‘If’, by Rudyard Kipling

Stumbled across these lines after a long time. So long, I don’t remember the last time I’d read them…

The last paragraph of “If”, by Rudyard Kipling.

If you can fill the unforgiving minute
With sixty seconds’ worth of distance run –
Yours is the Earth and everything that’s in it,
And – which is more – you’ll be a Man my son!

And then one thing led to the other and stumbled across another beautiful poem, “Invictus” by Henley.

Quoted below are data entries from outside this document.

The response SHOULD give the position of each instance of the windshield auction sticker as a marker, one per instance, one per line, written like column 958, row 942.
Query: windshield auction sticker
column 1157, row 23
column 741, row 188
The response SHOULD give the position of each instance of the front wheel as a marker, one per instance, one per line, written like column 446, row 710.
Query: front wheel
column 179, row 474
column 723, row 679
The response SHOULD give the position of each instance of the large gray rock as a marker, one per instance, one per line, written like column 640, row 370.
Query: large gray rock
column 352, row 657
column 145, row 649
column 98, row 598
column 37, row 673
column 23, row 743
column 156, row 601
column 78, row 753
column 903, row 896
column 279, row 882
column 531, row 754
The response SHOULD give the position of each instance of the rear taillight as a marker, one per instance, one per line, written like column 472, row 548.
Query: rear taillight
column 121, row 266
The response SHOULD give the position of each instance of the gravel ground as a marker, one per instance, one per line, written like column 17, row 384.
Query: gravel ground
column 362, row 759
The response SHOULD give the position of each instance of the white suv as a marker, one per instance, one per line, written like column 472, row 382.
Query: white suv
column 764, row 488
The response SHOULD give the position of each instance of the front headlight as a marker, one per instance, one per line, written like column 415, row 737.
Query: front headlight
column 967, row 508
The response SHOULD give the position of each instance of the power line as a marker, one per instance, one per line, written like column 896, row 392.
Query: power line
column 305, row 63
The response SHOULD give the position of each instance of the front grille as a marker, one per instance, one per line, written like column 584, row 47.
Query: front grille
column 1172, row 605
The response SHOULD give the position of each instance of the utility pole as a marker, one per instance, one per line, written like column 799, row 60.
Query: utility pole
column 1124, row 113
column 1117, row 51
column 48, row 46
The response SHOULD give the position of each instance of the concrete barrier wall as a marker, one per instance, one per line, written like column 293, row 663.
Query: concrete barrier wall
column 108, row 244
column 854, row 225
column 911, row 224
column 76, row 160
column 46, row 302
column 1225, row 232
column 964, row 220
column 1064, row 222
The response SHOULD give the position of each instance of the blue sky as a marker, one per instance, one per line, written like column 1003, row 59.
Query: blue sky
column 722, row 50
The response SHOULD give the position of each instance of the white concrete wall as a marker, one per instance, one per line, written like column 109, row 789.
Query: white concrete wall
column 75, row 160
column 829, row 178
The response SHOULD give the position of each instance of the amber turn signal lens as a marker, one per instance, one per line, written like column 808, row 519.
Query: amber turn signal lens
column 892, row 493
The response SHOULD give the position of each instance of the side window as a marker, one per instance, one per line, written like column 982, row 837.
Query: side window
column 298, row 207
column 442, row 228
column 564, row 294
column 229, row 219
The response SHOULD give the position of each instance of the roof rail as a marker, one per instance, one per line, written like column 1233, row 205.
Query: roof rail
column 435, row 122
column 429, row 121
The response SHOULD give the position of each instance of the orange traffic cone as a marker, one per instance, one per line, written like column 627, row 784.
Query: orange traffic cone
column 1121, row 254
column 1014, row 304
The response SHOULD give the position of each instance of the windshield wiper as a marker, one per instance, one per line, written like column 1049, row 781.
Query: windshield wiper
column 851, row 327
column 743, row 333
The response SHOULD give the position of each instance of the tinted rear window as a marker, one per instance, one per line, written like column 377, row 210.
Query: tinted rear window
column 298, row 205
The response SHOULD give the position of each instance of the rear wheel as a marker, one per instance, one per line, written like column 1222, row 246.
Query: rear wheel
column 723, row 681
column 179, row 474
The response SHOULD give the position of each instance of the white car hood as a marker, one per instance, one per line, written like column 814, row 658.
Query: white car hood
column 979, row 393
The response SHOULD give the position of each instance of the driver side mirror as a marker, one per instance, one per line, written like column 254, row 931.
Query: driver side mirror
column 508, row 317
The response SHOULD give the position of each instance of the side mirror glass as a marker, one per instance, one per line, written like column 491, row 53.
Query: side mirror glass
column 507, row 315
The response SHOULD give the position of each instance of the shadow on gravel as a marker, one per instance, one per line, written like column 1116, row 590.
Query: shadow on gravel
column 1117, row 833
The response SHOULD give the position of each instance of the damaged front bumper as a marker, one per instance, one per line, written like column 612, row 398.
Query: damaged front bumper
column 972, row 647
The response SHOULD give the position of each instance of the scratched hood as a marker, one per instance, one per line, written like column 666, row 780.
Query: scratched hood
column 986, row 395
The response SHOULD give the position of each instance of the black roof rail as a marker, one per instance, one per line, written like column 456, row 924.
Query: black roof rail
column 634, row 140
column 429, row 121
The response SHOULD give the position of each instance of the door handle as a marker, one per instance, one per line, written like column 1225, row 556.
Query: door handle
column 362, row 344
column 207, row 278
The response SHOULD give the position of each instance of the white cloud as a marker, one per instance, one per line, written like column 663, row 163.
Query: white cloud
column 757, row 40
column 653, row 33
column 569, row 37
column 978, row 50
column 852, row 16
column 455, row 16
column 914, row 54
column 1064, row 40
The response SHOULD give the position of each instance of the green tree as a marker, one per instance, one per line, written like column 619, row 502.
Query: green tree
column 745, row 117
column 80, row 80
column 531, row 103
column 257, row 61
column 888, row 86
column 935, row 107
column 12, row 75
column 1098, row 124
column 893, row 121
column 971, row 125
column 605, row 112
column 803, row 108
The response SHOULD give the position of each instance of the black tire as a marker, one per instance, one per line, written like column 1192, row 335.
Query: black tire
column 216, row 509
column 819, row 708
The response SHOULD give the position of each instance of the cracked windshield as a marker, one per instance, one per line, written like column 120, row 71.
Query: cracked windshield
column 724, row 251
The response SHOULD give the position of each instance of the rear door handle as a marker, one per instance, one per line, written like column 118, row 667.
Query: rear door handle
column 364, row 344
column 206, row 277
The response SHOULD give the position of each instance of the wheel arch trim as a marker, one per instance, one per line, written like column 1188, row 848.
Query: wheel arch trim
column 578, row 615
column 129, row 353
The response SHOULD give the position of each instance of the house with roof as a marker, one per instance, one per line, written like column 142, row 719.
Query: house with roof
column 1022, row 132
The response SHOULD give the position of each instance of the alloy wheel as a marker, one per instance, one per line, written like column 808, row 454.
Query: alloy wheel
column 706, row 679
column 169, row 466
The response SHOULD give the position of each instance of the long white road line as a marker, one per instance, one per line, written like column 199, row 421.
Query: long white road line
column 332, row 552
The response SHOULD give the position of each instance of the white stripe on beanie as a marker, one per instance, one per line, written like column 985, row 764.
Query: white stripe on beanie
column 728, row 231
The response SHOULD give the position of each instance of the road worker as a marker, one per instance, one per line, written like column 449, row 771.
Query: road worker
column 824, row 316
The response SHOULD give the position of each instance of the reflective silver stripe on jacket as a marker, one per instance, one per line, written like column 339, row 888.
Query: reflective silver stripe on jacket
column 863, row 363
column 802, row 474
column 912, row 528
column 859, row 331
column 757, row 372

I hope it is alright to reproduce it here:

Out of the night that covers me,
Black as the pit from pole to pole,
I thank whatever gods may be
For my unconquerable soul.
In the fell clutch of circumstance
I have not winced nor cried aloud.
Under the bludgeonings of chance
My head is bloody, but unbowed.
Beyond this place of wrath and tears
Looms but the Horror of the shade,
And yet the menace of the years
Finds and shall find me unafraid.

It matters not how strait the gate,
How charged with punishments the scroll,
I am the master of my fate:
I am the captain of my soul.



I’m not big on poetry, but some of them just tend to stick with you. It reminds me of another Marathi poem, “Kana”, by Kusumagraj. In case you’re a Maharashtrian and haven’t had a chance to read it, well, you should probably add it to the top of your to-do list…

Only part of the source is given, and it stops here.